After a three-year stint with the bank, during which he travelled extensively in Maharashtra, he joined the Reserve Bank of India. At 24, he was their youngest researcher. A few years into the job, he felt the need to study further. So, on a government of India scholarship, he headed for the University of Indiana, where he received a Ph.D in Public Finance. He was awarded the Best International Student and won the Award for Outstanding Contribution to Economic Theory.
His classmates at Indiana, where he headed the Indian Students Association, were shocked when he told them he wanted to return to India after his Ph.D. “At that time, no Indian who went abroad to study returned home. Most of them were from rich families who would settle abroad and then complain of how they were subjected to racism. And here was I, from a down-trodden family in India, turning my back on over a dozen job offers to return home instead.’’ Seven days after his got his PhD, Jadhav was back “because I believe there can be no substitute for your
motherland. My commitment to my own people was so strong that I would not been happy anywhere else’’.
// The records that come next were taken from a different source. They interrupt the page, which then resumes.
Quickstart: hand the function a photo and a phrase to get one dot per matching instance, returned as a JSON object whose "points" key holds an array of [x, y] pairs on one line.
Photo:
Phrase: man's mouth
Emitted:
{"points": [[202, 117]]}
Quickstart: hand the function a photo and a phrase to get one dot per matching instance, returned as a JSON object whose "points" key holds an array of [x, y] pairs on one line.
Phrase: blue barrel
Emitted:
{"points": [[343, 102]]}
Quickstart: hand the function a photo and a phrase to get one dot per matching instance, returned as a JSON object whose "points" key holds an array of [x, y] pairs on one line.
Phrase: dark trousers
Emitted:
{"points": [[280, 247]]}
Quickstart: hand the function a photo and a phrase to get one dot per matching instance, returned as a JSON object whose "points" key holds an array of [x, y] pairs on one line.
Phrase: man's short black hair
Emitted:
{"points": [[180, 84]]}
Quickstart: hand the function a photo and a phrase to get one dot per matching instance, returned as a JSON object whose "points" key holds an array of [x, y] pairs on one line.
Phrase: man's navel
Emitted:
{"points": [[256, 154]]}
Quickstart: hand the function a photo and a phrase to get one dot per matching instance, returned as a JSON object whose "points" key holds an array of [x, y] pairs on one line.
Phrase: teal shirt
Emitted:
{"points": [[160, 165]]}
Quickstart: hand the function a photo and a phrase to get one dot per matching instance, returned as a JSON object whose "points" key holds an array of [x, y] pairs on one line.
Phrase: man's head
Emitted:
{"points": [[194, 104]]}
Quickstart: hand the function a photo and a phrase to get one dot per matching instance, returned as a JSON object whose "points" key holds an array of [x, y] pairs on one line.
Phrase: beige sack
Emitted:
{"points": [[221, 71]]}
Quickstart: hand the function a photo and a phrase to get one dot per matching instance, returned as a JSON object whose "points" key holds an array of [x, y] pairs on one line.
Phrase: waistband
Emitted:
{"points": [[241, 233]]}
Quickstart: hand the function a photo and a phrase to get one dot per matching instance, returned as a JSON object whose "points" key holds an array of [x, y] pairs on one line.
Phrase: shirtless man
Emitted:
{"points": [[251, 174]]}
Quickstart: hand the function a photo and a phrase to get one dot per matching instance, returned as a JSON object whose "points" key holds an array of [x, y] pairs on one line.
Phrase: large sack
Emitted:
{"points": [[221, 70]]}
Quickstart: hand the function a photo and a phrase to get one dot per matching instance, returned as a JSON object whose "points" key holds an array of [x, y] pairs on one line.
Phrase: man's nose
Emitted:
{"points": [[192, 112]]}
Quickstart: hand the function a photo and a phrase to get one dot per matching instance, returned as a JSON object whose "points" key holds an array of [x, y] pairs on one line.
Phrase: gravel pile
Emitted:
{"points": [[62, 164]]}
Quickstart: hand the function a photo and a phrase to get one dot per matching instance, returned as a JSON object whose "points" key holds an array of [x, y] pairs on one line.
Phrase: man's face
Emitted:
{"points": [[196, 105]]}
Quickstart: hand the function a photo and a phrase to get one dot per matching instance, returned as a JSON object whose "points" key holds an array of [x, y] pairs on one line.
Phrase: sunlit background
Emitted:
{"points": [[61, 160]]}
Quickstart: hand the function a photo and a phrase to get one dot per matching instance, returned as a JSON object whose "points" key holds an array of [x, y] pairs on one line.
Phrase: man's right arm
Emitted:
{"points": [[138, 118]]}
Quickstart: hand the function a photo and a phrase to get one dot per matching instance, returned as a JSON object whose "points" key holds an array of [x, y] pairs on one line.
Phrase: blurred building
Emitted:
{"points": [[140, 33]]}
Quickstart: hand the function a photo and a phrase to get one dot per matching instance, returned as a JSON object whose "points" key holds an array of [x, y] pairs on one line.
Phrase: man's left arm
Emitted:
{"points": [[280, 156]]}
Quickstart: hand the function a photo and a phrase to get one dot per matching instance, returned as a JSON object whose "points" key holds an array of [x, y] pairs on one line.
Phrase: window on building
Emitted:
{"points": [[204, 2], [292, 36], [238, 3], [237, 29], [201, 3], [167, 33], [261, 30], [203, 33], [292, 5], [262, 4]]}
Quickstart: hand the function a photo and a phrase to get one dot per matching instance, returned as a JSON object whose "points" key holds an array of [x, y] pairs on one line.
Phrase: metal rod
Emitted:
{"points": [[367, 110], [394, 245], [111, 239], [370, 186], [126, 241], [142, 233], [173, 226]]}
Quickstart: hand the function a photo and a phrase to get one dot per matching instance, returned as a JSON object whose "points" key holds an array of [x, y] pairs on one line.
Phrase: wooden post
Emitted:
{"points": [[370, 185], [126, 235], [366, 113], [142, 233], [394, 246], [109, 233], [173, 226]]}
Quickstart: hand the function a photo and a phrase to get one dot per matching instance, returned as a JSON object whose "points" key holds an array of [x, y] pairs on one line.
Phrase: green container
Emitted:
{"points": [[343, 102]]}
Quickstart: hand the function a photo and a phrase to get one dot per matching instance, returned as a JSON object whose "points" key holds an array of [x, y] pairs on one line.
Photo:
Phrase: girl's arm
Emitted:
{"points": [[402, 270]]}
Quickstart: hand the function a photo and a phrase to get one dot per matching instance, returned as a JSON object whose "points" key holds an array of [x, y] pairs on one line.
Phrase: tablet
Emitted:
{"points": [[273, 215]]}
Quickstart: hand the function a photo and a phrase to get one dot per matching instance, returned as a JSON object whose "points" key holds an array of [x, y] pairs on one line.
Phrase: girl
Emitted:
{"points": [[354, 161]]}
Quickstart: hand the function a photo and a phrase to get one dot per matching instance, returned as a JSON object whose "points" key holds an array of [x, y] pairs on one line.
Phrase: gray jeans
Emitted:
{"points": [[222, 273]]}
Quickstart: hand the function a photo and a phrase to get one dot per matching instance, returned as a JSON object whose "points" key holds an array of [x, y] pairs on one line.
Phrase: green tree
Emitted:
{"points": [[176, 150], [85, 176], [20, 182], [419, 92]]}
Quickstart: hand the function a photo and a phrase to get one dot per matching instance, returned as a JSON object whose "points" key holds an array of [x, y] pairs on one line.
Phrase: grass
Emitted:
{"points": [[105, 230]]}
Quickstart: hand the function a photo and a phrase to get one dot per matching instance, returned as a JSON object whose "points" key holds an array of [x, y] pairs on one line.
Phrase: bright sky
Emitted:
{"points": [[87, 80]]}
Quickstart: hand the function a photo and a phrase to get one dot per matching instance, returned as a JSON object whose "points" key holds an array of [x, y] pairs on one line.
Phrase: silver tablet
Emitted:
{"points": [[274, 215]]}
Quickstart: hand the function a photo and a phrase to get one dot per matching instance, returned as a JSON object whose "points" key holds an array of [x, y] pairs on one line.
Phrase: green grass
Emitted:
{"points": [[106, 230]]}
When Jadhav passed his SSC, he could barely speak in English, a language he has now consummately mastered. “Of course it was hard for me to switch from Marathi to English. But then, life is hard. You can’t use your background as an excuse for incompetence. And there’s no substitute for hard work. The fact that I lived in a slum and studied at a Marathi-medi
um school did not come in the way of my higher education abroad,’’ he says.
When Jadhav returned home, his mother found it hard to understand why her son was still working so hard after all these years of study. Surely a PhD meant he could now take it easy? That’s when Jadhav’s father stepped in once again with his earthy wisdom. He said a PhD was like a driving licence. You don’t stop driving once you get a licence. You start driving. “Here was one illiterate person explaining the value of PhD to another illiterate person. And he couldn’t have put it better,’’ says his son.
As a tribute to the man who, although himself uneducated, lived fearlessly and overcame caste and class barriers, Jadhav wrote ‘Amcha Baap ani Amhi,’ a book on his father’s life that has been translated into many languages. Once, while Jadhav was at Indiana, his father fell critically ill. He rushed back to see him, only to be reprimanded. “Don’t waste your time in the middle of your studies. Come back when you’ve finished your degree. I won’t die until then.’’
He kept his word. He died three years after his son returned to India as Dr Narendra Jadhav.